Now that the 2018 Florida peach season has drawn to a close, I’ve sat down and analyzed the stink bug trap capture from the past year. Overall, when compared to the 2017 stink bug season, total trap captures are down significantly. This has translated into lower incidence of cat-facing injury.
Sites in Lake County saw a 140% and 69% reduction in stink bug pressure, while sites in St. Lucie County saw reductions of 163% and 209%. Our Polk County site actually saw a slight increase of 27% from 2017 to 2018, however this location continued to have the lowest stink bug population, with a season long average of less than 1 stink bug per trap. It is important to note that these results may be highly site specific and may not match trends from other orchards in the state.

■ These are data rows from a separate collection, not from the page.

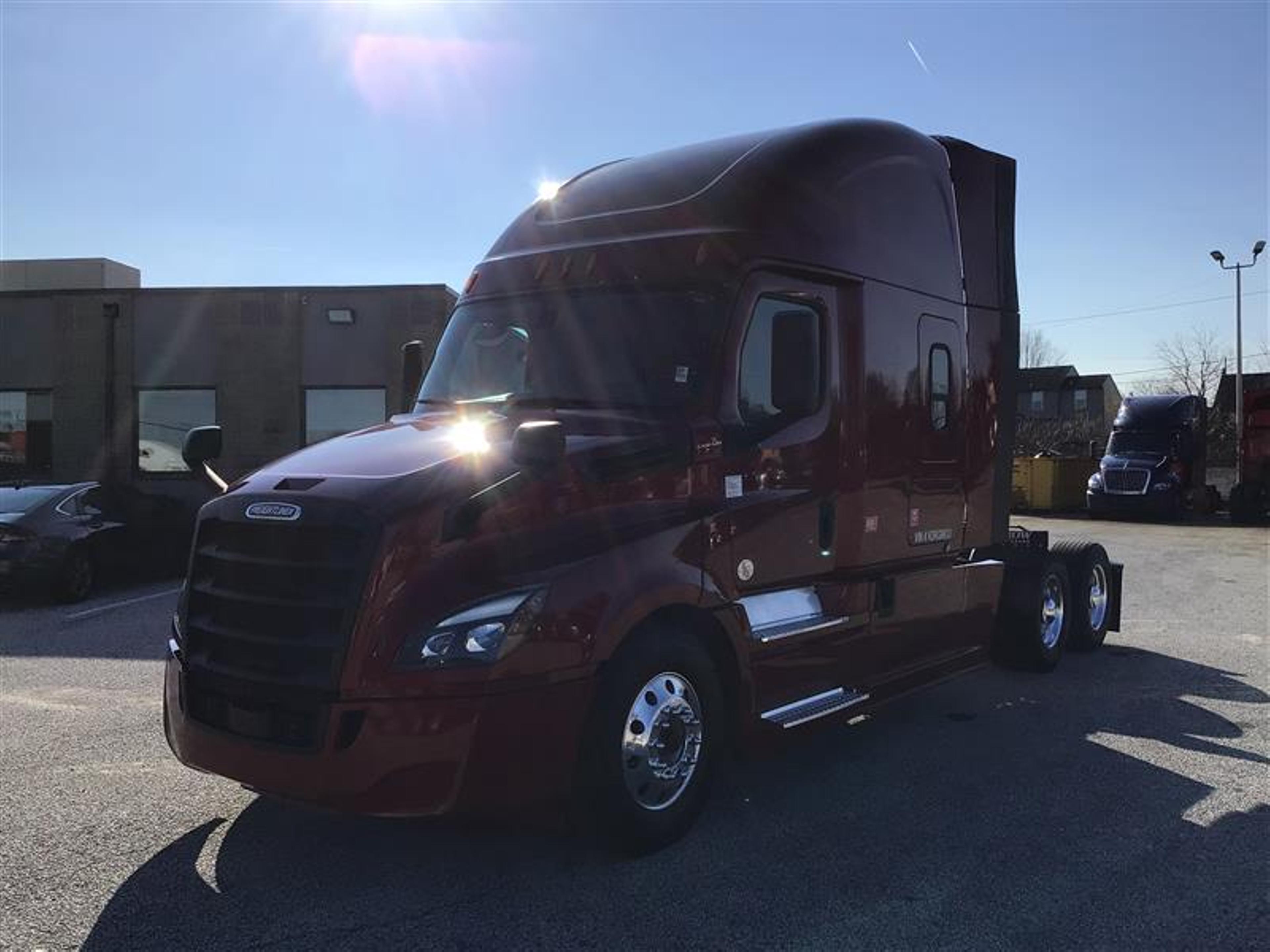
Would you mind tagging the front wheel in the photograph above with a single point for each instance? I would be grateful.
(656, 735)
(1036, 615)
(1090, 574)
(77, 577)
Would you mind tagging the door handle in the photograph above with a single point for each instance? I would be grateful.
(826, 526)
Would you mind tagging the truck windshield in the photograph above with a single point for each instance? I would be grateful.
(633, 349)
(1156, 442)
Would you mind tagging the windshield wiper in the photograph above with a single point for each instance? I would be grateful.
(564, 403)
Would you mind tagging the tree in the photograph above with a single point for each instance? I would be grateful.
(1194, 362)
(1038, 351)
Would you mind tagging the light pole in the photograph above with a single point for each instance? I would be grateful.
(1239, 348)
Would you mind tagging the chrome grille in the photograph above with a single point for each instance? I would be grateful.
(1126, 482)
(267, 621)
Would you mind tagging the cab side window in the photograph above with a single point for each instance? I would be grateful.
(782, 364)
(940, 386)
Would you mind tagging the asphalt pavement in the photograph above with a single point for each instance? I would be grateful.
(1122, 801)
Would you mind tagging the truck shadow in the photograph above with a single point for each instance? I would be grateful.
(1094, 808)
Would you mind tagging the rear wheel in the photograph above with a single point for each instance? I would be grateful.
(656, 735)
(1090, 574)
(75, 578)
(1245, 503)
(1036, 615)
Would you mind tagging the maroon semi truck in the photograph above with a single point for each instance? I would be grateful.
(715, 445)
(1250, 497)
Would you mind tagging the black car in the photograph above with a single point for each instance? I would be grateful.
(65, 537)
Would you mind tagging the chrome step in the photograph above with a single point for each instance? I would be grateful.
(810, 709)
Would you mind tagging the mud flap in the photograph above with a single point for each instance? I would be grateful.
(1114, 603)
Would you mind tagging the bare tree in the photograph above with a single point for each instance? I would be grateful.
(1194, 362)
(1038, 351)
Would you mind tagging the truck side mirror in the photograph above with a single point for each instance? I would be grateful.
(204, 444)
(538, 444)
(795, 362)
(412, 373)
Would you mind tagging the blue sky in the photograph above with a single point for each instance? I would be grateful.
(303, 144)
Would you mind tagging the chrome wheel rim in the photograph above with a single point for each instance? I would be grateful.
(1052, 611)
(1098, 597)
(662, 740)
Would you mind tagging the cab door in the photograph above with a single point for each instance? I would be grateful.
(937, 507)
(920, 611)
(783, 432)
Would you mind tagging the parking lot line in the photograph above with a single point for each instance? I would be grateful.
(121, 605)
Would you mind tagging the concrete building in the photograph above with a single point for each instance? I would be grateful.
(1062, 394)
(68, 275)
(102, 382)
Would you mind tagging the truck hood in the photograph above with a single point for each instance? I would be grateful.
(393, 450)
(437, 456)
(1135, 461)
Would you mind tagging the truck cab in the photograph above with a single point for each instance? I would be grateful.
(1155, 460)
(715, 445)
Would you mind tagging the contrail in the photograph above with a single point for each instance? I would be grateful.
(920, 60)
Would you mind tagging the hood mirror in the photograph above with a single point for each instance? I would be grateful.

When these numbers are looked at over the course of the season a few interesting trends appear. In both St. Lucie County sites the total number of stink bugs collected at the beginning of the 2018 season was significantly lower than the population at the beginning of the 2017 season. While a number of factors may influence the stink bug populations we suspect that the cooler temperatures and increased grower awareness during 2018 played a roll in this trend. It is also apparent from the charts below that stink bug populations peak between March and April, with the build up beginning in February. Early control, from shuck split on, is crucial for stink bug management. The SE Peach Spray Guide is an excellent resource for selecting the proper management options for stink bugs.
Future Plans: The trap data from the past two seasons will be compared with data on fruit injury from trapped orchards. This will allows us to develop treatment thresholds for stink bugs in Florida and estimate the total economic impact of this pest group on the Florida peach industry.